Data-driven empirical models, including those based on reaction kinetics, are well-regarded for their ability to make accurate predictions and uncover underlying relationships. While such models have been extensively employed for microbial communities, their use in agricultural populations remains comparatively limited. In this study, researchers analyzed data from hydroponic lettuce cultivation experiments observing nitrogen-, phosphorus-, and potassium-limited growth. Dynamic μ models, which incorporated nutrient-fueled growth and maturity-based rate decay, were adapted to accommodate a variable nutrient supply, as would be expected for nutrient recovery efforts using domestic wastewater. To test these models, researchers analyzed multiple approaches, differing variations in analyses, and other agricultural models against observed biomass measurements.
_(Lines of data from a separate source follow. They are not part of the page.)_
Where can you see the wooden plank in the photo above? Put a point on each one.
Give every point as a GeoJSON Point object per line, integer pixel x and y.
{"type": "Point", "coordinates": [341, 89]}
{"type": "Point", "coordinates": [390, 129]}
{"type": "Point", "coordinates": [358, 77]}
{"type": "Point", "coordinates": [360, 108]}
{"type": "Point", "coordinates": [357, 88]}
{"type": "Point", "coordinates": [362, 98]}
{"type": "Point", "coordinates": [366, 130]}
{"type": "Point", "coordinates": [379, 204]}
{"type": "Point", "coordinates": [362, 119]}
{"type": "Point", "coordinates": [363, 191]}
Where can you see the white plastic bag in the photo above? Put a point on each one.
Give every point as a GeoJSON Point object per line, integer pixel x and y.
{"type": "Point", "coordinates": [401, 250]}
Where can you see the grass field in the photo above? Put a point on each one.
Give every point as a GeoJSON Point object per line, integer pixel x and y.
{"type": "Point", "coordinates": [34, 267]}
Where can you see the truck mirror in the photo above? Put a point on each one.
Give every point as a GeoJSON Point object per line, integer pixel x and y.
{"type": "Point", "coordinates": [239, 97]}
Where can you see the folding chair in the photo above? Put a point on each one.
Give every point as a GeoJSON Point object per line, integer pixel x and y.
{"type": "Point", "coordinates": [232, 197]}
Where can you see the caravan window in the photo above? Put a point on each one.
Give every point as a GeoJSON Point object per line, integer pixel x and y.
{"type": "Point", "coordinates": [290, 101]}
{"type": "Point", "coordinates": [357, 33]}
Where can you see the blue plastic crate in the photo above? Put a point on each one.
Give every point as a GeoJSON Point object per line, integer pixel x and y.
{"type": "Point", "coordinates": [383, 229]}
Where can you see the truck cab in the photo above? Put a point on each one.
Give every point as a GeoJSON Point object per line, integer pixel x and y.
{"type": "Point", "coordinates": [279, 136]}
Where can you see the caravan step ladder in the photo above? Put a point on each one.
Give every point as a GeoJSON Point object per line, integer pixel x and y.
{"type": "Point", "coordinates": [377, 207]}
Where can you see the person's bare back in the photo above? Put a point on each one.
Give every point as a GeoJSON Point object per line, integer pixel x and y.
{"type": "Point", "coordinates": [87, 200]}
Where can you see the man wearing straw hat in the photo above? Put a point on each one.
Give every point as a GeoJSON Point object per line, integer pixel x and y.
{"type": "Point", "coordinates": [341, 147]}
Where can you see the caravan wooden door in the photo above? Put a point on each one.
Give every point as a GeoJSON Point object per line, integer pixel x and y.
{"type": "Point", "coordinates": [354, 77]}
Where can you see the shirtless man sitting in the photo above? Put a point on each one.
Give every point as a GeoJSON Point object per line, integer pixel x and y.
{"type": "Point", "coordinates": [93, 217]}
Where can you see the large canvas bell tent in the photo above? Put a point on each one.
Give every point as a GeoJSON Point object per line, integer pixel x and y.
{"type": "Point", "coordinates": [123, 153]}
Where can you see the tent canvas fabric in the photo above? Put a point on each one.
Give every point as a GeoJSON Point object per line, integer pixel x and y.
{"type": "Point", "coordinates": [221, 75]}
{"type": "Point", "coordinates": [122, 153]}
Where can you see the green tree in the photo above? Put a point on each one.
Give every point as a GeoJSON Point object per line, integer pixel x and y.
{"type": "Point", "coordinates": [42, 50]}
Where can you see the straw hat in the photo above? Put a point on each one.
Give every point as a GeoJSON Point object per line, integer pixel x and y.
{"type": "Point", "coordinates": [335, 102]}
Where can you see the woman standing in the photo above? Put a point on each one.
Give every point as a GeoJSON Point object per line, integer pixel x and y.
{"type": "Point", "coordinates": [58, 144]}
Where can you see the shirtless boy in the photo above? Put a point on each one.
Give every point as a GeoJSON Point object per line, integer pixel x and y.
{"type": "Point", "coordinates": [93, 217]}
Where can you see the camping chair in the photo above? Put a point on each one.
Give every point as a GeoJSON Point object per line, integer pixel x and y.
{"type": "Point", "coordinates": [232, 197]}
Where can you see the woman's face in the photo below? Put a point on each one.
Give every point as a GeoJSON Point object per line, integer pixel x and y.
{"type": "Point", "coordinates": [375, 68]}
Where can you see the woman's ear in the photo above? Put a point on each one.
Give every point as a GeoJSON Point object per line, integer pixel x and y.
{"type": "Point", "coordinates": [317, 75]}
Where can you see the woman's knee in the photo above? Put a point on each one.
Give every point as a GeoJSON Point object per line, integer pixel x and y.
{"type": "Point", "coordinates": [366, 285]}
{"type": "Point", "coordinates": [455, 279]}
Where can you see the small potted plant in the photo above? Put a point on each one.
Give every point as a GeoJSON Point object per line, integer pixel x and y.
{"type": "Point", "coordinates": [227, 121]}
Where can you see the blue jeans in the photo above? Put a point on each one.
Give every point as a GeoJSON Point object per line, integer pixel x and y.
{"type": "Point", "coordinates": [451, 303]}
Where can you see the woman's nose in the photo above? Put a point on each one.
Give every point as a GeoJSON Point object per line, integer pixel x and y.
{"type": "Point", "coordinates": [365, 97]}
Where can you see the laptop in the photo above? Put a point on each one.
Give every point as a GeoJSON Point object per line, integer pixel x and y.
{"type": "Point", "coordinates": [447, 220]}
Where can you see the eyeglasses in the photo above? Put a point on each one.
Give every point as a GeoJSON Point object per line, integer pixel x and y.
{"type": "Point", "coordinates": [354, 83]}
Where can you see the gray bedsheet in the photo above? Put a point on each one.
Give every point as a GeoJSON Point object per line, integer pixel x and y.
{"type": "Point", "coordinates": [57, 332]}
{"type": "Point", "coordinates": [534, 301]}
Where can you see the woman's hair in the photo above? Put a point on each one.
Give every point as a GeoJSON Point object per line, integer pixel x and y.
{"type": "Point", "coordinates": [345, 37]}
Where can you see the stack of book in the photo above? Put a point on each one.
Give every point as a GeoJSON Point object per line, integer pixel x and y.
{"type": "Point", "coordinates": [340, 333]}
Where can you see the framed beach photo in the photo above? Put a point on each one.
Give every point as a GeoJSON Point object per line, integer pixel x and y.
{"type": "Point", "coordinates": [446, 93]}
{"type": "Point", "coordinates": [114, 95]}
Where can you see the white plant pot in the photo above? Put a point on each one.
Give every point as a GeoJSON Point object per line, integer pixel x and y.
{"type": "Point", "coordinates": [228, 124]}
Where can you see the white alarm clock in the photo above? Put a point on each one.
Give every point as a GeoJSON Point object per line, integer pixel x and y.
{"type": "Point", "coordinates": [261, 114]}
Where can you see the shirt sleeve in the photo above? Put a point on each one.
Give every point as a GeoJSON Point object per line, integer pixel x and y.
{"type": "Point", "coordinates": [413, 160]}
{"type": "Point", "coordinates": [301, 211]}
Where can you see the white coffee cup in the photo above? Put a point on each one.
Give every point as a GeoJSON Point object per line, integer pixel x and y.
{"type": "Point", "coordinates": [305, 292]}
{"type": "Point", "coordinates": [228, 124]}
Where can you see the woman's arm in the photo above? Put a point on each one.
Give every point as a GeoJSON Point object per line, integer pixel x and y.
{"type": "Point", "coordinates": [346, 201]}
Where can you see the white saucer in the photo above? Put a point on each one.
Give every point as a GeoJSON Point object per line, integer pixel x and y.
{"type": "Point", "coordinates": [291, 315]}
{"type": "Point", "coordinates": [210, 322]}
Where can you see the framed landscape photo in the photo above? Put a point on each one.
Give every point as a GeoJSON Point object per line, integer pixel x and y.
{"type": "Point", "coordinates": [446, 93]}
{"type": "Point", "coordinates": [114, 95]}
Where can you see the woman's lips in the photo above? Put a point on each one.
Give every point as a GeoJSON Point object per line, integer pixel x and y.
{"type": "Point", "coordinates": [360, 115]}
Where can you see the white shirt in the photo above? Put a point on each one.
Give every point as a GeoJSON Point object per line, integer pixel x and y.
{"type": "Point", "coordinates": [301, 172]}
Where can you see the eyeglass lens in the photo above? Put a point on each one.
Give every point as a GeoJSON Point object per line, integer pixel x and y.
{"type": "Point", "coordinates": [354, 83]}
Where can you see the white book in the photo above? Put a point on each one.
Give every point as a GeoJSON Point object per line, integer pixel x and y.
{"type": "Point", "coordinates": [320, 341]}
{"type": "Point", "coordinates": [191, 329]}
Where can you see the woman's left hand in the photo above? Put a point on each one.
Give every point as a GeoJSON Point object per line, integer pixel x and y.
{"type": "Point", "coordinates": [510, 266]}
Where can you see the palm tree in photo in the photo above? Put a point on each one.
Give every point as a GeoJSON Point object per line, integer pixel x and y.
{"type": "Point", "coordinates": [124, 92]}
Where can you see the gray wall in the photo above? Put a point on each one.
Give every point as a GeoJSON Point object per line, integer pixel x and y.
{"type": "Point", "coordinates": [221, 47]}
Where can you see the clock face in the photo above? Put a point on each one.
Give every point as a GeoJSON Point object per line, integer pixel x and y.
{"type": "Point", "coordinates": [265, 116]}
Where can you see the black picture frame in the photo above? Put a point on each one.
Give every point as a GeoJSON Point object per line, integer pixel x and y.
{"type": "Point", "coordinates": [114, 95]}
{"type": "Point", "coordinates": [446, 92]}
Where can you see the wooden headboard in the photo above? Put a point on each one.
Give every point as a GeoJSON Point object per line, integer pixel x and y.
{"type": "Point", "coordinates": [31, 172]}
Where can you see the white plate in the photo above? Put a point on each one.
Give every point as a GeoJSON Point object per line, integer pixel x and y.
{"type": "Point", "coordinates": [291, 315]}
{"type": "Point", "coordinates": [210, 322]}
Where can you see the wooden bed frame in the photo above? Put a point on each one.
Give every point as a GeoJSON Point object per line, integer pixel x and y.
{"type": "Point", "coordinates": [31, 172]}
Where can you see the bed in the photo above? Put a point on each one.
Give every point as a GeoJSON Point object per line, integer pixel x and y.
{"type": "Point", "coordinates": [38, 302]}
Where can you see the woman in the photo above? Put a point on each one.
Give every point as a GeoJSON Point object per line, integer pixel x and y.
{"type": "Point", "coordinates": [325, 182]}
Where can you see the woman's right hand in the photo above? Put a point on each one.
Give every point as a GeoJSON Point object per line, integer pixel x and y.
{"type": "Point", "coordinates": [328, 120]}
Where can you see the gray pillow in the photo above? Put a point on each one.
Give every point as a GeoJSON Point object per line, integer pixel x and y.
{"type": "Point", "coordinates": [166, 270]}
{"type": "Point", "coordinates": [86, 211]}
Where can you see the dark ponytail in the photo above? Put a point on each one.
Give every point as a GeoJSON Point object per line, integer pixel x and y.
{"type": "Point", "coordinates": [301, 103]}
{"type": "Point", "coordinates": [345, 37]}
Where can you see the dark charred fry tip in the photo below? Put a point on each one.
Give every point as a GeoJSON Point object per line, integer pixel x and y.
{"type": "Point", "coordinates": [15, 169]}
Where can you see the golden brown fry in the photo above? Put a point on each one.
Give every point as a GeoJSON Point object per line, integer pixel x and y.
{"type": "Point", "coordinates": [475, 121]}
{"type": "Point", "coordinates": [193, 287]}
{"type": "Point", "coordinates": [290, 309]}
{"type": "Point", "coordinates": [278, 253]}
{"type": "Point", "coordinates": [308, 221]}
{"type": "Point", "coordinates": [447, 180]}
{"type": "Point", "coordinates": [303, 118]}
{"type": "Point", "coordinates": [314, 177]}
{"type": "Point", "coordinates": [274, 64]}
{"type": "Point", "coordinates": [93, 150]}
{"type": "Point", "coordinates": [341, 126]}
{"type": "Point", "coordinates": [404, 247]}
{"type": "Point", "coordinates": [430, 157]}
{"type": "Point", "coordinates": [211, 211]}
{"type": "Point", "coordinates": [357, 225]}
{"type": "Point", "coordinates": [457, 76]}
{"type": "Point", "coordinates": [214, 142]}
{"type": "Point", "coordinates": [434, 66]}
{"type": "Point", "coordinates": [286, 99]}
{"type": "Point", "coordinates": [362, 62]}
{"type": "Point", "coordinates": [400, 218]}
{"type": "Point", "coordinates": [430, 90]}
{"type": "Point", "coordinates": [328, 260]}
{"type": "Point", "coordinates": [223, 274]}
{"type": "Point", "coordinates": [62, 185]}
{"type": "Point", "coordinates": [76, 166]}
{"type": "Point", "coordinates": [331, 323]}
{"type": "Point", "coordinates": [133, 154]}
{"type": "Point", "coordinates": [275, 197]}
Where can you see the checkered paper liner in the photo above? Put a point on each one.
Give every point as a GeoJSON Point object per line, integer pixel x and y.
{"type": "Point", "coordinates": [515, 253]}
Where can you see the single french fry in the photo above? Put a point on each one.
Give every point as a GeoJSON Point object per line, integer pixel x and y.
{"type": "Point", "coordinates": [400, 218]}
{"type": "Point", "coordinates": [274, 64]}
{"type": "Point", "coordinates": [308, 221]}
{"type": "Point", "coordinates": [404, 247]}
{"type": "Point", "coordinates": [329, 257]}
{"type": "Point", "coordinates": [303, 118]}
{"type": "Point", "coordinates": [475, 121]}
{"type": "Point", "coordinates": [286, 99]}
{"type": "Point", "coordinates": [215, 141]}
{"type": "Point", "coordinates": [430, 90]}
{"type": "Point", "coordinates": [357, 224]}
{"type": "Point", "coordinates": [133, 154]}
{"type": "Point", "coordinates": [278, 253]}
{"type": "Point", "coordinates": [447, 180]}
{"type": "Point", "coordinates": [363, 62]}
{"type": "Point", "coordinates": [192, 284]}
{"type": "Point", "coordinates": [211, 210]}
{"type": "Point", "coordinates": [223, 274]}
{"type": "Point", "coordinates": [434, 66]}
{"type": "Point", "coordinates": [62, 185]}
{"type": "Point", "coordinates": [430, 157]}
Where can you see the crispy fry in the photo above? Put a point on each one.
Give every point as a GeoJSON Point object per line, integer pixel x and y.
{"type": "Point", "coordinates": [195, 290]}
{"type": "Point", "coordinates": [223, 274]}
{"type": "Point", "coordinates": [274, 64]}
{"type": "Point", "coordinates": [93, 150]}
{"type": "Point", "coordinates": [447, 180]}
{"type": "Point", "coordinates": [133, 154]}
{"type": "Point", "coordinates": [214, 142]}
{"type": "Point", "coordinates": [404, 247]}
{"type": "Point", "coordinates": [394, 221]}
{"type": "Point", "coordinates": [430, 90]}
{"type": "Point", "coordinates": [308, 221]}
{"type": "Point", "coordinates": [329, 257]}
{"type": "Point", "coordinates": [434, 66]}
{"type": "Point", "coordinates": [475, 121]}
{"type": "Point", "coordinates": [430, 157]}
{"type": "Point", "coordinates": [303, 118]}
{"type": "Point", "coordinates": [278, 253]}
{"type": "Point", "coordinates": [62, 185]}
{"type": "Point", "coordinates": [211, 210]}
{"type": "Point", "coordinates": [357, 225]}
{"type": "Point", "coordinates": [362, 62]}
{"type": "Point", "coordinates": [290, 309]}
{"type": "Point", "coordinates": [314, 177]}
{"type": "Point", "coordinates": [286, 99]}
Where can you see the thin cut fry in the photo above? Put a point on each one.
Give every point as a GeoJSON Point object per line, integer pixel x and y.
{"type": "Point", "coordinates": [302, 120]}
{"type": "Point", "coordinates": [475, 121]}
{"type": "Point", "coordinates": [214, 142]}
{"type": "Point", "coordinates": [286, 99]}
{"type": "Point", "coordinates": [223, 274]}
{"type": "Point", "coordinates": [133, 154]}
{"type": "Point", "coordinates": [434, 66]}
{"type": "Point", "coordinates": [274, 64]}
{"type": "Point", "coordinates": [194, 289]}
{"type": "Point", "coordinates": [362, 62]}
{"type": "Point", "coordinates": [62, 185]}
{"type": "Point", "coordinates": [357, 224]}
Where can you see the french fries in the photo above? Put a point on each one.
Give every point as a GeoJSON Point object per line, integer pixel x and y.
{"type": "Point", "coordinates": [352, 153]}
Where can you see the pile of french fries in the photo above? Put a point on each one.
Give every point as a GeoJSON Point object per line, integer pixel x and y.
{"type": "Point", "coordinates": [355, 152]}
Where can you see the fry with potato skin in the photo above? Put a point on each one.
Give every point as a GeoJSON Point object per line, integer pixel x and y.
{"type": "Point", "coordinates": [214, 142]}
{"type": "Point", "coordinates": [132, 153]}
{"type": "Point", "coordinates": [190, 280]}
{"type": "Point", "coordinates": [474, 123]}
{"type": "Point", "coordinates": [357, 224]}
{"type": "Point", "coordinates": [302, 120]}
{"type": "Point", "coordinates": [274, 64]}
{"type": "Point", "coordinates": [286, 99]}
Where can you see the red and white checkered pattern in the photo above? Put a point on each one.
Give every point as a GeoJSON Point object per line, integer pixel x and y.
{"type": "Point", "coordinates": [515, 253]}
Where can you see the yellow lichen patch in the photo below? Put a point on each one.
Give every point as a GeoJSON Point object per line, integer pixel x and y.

The resulting Dynamic μ biomass models showed significantly less error than all other tested models, were validated against three variable nutrient treatments, and were evaluated against expected wastewater concentrations. Wastewater-cultivated lettuce was predicted to grow between 20 and 72% of fresh mass compared to lettuce grown under ideal nutrient concentrations, and models identified 41.7 days to maximize dry biomass, with a final harvest time of 44.0 days to maximize fresh biomass. Finally, this research demonstrates the application of agricultural modeling for profit estimation and informing decisions on supplemental nutrient use, providing guidance for nutrient recovery from wastewater.

Suggested Citation

  • Andrew Sharkey & Asher Altman & Yuming Sun & Yongsheng Chen, 2025. "Dynamic Modeling of Agricultural Fresh and Dry Biomass Under Variable Nutrient Supply," Agriculture, MDPI, vol. 15(18), pages 1-23, September.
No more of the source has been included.